Nora becomes victim of Israeli aggression there. When the bulldozer of Israeli army comes to raze the Ichmad’s house on the pretext of punishing them for joining the militant group of his younger brother, Abbas, Nora comes in the way of that barbaric aggression and she gets crushed.
It is a cold blooded murder and even her influential parents don’t succeed in bringing out the killers at the table of justice. Such is the highhandedness of Israeli army and its political heads.
The novel has some other characters also which succeed in ingraining their presence in the mind of the reader quite successfully like Manchem’s second wife, Justice, Ichmad’s second wife, Yasmin and his mother. They are fine ladies and seem always doing their thing quite sensibly. Ichmad’s mother is an illiterate lady so she has her own understanding of seeing and doing the things but the other two ladies are quite intelligent and they have some humble corners in their hearts for oppressed one.
Second most important character in the novel is the younger brother of Ichmad, Abbas who turns a militant but he doesn’t succeed in reaping any substantial results from it. It shows that you can’t get anything applying violence but peace and higher education will take you there where you want to reach. But the enemy forces know it well that how to keep these kinds of people like their slaves. They, in a much planned way, deprive them from a good education.

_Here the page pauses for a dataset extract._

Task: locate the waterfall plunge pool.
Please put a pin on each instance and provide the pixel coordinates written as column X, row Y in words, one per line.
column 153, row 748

It reminds me the days of the British in India and even at the present scenario here, only a few chosen one goes to good schools and universities and a vast number gets unattended. The worst condition is of Muslims and other such class who are forced to live on the fringes of the society.
But this novel not only narrates the gloom and sadness of one’s life but good and rosy side also. It also looks a little bit idealistic approach and an exceptional case in itself. What if Ichmad was not an intelligent boy and good at his studies as he used to be in the story, then what would have happened? Is there any place in the society for deprived one and for those who are not so lucky to get good talents in their lives? Then who will take care of those boys and girls?
I will conclude this article on these lines penned by the famous social activist of India, Harsh Mander. He writes on the editorial page of the Hindustan Times on 14th January, 20013.
“In The Idea of Justice, Amartya Sen asks why the pursuit of justice is universal in human societies and concludes that this is primarily because human empathy, as well as the longing for freedom and reason, is essential to human nature. Empathy involves feeling the pain and humiliation of others as though it was one’s own.” (The Hindustan Times)
The whole Israeli establishment should understand that if they want to succeed in establishing the lasting peace with his Arab neighbors they would have to come out to them with a big heart and an open mind. Violence would take them nowhere. They can’t rule on Palestinians like this forever.